Он резко, как оборвал, смолк. Иванов, всё так же спокойно глядя на него, в который раз повторил свое «ну-ну»... Владимир Георгиевич молчал, и Иванов после паузы очень медленно и внятно, как глухому, сказал ему:
— Вы не ошиблись, Владимир Георгиевич. И мы не ошиблись. В вас. Добро пожаловать в «недалекое будущее»... — И он сделал широкий приглашающий жест рукой.
Петров резко обернулся и увидел, как из-за деревьев плавно и совершенно беззвучно вылетел, приблизился, закрыв полнеба, завис на мгновение в воздухе и также плавно и беззвучно опустился огромный серебристый диск. Его ноги-опоры глубоко ушли во влажную землю. В покатом боку появился — не открылся, не откинулся, а именно появился — люк. Из него сама собой выползла, дотянулась до мокрой земли и замерла легкая металлическая лесенка. Всё казалось отчетливым в белесом сумрачном свете, видно было даже рифление на узких светлых ступенях. Владимир Георгиевич был спокоен. Абсолютно. Спокойно он сделал шаг к диску, потом еще и еще шаг...
Он вернулся через три дня, когда и на работе, и дома начали бить тревогу. Свою отлучку он объяснил малозначащими причинами, вполне, впрочем, убедительными.
Ничего не изменилось в его жизни: так же он ходит на службу в Институт геофизики, так же выезжает по выходным за город с женой и сынишкой. Вот только лекций о неопознанных летающих объектах он больше не читает. И вообще уклоняется от разговоров о «летающих тарелках». Те, кто знал об этом его хобби, поудивлялись и перестали.

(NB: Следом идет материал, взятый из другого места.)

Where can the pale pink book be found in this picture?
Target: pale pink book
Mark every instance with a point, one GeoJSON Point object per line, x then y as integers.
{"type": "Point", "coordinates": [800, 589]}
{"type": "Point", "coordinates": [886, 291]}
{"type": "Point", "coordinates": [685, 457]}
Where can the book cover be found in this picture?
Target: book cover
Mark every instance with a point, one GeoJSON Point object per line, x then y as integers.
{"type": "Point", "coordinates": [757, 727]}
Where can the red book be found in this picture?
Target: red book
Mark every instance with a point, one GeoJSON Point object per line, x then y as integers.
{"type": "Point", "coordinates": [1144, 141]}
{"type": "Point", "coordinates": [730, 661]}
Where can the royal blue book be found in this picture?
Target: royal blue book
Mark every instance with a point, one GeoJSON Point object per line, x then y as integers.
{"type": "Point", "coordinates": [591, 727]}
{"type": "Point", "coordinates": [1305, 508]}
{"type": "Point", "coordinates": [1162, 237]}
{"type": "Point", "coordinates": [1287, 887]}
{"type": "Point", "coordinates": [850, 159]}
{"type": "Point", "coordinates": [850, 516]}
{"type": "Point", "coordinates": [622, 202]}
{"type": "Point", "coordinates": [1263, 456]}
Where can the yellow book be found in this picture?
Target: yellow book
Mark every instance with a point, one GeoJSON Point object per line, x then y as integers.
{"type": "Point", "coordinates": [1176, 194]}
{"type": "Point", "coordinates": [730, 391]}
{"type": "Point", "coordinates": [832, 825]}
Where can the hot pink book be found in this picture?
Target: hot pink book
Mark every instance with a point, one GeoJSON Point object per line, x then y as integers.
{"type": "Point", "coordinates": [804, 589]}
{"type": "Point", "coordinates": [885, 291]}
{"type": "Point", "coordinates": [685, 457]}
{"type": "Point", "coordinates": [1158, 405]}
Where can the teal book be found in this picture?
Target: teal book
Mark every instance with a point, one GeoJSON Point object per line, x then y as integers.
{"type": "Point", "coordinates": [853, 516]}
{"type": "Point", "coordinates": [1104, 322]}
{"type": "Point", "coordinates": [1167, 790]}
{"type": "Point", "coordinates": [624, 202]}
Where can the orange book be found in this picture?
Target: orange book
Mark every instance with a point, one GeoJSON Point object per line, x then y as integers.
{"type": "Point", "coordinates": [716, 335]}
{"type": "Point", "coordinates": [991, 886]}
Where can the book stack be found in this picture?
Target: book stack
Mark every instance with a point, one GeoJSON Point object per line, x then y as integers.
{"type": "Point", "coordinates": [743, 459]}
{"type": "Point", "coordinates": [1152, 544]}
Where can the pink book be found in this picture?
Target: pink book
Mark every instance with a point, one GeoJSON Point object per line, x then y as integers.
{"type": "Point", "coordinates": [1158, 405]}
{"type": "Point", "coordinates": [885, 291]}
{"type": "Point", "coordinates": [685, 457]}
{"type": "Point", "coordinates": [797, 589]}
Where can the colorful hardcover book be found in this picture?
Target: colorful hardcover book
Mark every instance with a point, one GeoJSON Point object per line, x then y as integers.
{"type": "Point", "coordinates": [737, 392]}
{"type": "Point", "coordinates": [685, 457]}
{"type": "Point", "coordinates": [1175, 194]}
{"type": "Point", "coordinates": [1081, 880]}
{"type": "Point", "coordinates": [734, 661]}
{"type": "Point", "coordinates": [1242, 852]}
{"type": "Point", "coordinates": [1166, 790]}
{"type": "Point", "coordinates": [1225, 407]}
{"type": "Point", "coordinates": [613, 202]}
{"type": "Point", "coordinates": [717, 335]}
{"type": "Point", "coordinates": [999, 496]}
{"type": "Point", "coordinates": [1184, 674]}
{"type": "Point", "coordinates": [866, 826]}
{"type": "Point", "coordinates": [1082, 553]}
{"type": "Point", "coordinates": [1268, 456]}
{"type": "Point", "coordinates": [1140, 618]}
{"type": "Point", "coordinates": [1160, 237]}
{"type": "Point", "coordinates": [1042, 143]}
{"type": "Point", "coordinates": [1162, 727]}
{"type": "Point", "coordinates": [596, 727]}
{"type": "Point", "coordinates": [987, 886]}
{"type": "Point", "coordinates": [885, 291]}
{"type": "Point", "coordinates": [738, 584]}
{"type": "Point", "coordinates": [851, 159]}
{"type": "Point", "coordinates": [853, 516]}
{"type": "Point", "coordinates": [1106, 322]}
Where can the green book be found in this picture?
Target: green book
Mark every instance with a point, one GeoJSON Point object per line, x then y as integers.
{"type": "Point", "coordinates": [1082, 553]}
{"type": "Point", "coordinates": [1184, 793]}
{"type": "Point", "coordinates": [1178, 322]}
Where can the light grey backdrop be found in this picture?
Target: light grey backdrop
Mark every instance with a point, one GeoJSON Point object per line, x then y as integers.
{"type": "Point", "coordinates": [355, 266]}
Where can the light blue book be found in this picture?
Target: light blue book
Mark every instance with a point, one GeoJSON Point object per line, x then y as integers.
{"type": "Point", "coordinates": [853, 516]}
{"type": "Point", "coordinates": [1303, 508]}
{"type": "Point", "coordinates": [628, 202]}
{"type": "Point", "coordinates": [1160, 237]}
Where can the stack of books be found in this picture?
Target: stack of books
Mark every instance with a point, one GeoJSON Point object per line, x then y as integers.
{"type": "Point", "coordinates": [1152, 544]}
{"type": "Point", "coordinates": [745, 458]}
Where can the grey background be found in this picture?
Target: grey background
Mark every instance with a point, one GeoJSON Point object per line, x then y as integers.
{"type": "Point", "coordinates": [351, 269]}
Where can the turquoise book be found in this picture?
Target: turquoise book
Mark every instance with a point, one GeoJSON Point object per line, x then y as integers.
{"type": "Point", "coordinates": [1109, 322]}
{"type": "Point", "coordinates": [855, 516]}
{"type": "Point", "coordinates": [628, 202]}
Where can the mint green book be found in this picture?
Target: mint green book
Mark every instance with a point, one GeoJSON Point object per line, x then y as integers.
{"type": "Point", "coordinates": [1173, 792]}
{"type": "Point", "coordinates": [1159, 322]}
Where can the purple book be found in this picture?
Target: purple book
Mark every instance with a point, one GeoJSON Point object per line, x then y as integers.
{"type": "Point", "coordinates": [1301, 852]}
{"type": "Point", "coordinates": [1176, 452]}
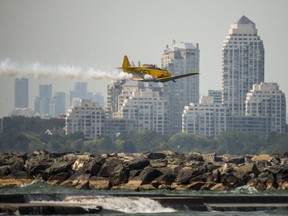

Лишь однажды, на вечеринке, когда гости уже крепко выпили и мужчины удалились на кухню покурить, приятель — тот самый, что исследовал необычные фотоснимки, — спросил его:
— Так где же ты был тогда, Володя?
И Петров что-то долго ему вполголоса рассказывал, и они оба забыли о догоревших и превратившихся в столбики пепла сигаретах.
А через день Владимир Георгиевич позвонил приятелю домой и без удивления выслушал недовольный ответ его жены, что он куда-то уехал и его нет вот уже второй день.
Вернулся он только на четвертые сутки и объяснил свое отсутствие убедительно, и его не особенно расспрашивали.
И у Петрова больше никто не спрашивает:
— Где ты был, Петров?
Никому не приходит в голову спросить. Да он и не ответит, даже если спросят.